Plusieurs semaines après les élections législatives, alors qu’un Premier ministre vient d’être nommé, une partie de la gauche continue à clamer que c’est eux qui auraient gagné les élections, et que la nomination du Premier ministre de droite est un hold-up démocratique. Les exemples pullulent sur les réseaux sociaux, venant parfois même de gens qui affichent une qualité de « journaliste » dans leur bio.

Ce récit d’une victoire volée a été démonté en long et en large. Certes, la coalition de gauche a obtenu 193 sièges, mais c’est très loin de la majorité absolue de 289 sièges. Et la position de refus d’ouvrir des négociations sérieuses avec la macronie, seul allié possible, rend ce score stérile, et ouvre la voix à la recherche d’une autre coalition. Celle-ci, groupant Macronie et LR, avec un engagement (fragile et révocable) du RN de ne pas censurer, permet la mise en place d’un gouvernement Barnier.

Cette configuration où le parti arrivé en tête se retrouve finalement dans l’opposition, se retrouve parfois dans d’autres pays, sans que cela ne choque le moins du monde. C’est le cas, en 2023, du PiS en Pologne, qui s’est retrouvé face à une coalition des autres partis, qui a ramené Donald Tusk au gouvernement. Pareil en Espagne, où le Premier ministre sortant, Pedro Sanchez, est resté en place, bien que la droite soit arrivée devant, d’une courte tête. A chaque fois, cela donne des coalitions fragiles, ce qui n’est pas une bonne chose, mais c’est une autre histoire. Le jeu institutionnel post-électoral peut parfois être frustrant, surtout quand on n’a pas l’habitude. Mais il ne rend pas illégitime un gouvernement, quand les règles constitutionnelles sont respectées.

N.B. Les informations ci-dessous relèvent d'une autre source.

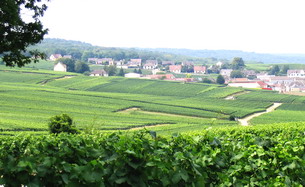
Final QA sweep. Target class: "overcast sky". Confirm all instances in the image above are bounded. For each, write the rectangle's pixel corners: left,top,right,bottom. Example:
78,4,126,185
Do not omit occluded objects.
39,0,305,54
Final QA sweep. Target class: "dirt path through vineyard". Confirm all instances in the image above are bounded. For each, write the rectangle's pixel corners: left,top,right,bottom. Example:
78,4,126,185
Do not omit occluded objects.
238,103,283,126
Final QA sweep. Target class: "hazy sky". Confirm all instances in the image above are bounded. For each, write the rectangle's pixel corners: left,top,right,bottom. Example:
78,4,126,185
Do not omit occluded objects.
43,0,305,54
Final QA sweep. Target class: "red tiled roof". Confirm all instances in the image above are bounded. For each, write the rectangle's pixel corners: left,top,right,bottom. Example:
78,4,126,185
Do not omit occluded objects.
169,65,182,71
194,66,206,71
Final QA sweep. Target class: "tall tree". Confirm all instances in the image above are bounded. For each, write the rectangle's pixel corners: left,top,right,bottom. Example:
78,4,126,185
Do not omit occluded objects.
0,0,49,67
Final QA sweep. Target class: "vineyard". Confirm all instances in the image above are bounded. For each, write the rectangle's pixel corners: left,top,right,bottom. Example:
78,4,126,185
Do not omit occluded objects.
0,123,305,186
0,68,305,186
0,69,304,134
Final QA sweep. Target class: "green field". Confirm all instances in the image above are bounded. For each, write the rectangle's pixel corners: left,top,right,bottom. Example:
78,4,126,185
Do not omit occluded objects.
0,68,305,134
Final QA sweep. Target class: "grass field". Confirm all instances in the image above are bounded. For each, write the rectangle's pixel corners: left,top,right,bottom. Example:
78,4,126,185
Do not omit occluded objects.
0,68,305,133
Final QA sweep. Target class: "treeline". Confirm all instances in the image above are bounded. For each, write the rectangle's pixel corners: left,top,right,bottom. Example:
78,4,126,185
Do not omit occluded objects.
143,48,305,64
30,38,209,63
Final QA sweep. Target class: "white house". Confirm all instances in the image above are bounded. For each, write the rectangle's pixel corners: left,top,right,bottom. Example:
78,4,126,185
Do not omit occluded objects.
216,61,223,67
90,69,108,77
169,65,182,73
50,54,62,61
228,81,268,88
143,60,158,69
54,62,67,72
219,69,233,77
287,69,305,78
125,73,141,78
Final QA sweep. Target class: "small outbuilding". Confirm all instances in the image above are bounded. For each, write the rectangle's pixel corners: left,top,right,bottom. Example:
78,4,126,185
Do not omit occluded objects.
54,62,67,72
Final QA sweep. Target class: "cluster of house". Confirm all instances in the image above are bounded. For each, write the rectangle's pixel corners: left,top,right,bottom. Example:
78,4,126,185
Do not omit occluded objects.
50,54,305,93
49,54,72,61
88,58,206,74
225,70,305,93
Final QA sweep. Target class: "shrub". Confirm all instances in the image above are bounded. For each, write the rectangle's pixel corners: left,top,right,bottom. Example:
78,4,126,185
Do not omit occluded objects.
49,114,79,134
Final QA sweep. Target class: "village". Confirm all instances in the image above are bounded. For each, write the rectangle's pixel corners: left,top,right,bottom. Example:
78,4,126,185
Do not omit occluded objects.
50,54,305,93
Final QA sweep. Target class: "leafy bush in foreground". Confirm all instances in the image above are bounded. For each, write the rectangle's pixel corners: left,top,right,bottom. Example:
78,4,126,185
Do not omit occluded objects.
49,114,78,134
0,125,305,186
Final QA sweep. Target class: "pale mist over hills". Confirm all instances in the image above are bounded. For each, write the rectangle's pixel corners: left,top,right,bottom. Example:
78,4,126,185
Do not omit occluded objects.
139,48,305,64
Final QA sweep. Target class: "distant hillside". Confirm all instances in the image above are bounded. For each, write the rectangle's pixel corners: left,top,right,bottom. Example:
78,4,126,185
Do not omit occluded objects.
30,38,305,64
142,48,305,63
30,38,211,63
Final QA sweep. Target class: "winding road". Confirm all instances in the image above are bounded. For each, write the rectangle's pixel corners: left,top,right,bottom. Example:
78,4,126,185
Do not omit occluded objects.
238,103,283,126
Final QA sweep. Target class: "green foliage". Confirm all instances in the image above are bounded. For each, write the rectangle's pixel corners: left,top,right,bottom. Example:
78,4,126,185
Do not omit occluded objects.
0,0,48,67
0,123,305,186
57,58,75,72
48,114,78,134
216,75,225,84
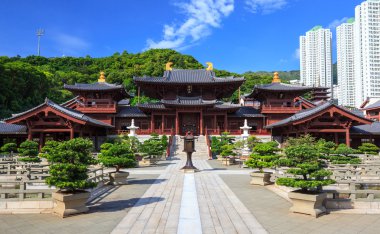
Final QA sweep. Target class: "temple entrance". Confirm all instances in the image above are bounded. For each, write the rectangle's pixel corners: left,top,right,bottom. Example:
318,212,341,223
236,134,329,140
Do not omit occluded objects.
179,113,200,135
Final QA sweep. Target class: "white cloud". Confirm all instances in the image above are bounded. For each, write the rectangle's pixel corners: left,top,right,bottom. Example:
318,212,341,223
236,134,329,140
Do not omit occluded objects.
327,17,348,30
147,0,234,50
54,33,90,55
245,0,288,14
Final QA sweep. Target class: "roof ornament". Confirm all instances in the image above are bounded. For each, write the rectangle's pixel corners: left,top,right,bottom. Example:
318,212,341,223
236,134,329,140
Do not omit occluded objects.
98,71,106,83
206,62,214,71
272,72,281,83
165,62,173,71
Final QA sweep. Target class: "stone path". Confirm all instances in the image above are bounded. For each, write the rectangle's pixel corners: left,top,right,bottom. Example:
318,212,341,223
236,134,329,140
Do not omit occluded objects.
112,156,266,234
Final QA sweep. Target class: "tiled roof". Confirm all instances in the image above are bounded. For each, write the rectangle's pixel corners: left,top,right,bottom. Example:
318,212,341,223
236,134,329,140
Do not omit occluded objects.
63,82,124,91
266,101,370,128
350,122,380,135
6,98,113,128
364,100,380,110
117,99,130,106
0,122,26,135
134,69,245,84
254,83,313,91
228,106,264,118
116,106,148,118
161,97,217,106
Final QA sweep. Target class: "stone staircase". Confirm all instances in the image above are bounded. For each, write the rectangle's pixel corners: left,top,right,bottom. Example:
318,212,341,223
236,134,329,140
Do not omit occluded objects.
172,136,208,160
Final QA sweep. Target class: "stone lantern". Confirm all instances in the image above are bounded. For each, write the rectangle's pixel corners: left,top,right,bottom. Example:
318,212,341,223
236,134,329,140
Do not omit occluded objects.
127,119,139,137
240,119,252,156
181,131,198,172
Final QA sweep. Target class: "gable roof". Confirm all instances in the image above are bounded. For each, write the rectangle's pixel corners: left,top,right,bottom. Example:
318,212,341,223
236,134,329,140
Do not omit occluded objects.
5,98,113,128
133,69,245,85
265,101,372,129
0,122,26,135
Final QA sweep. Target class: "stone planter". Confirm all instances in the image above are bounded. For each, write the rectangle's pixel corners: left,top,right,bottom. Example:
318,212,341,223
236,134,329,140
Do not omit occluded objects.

Pourtant, il y a une persistance de nombreux militants de gauche (notamment les plus à gauche), à refuser de reconnaitre comme légitime le gouvernement Barnier, et la coalition qui le soutient. Les mots qui reviennent sont « coup de force » ou « hold-up démocratique ». On peut comprendre cette surenchère dans la période de négociation et d’incertitude qui suit immédiatement l’élection. Mais une fois la situation stabilisée et le gouvernement nommé, il faut revenir à la réalité et concéder que malgré un bon score, la gauche restera encore dans l’opposition, parce que les conditions ne sont pas réunies pour qu’elle puisse gouverner.

Continuer à contester la légitimité du gouvernement relève alors d’une dérive populiste, qui refuse de reconnaitre la défaite. C’est exactement ce que l’on voit aux Etats-Unis, où un nombre non négligeables de Républicains continuent estimer que l’élection de 2020 a été « volée », malgré tous les recomptages et le respect de toutes les formalités constitutionnelles.

Nous n’en sommes pas encore là en France, mais il ne faudrait pas suivre cette pente, car elle est destructrice pour la démocratie. Il est de la responsabilité des dirigeants des partis de gauche de ne pas laisser perdurer cette petite musique, et de reconnaitre, explicitement et sans la moindre ambiguïté, que le gouvernement Barnier est légitime. Cela ne donnera que plus de force à leur opposition aux mesures que prendra ce gouvernement, qui s’inscrira dans un cadre républicain, offrant une possibilité d’alternance avec un contre-projet, soumis aux électeurs lors des prochaines échéances.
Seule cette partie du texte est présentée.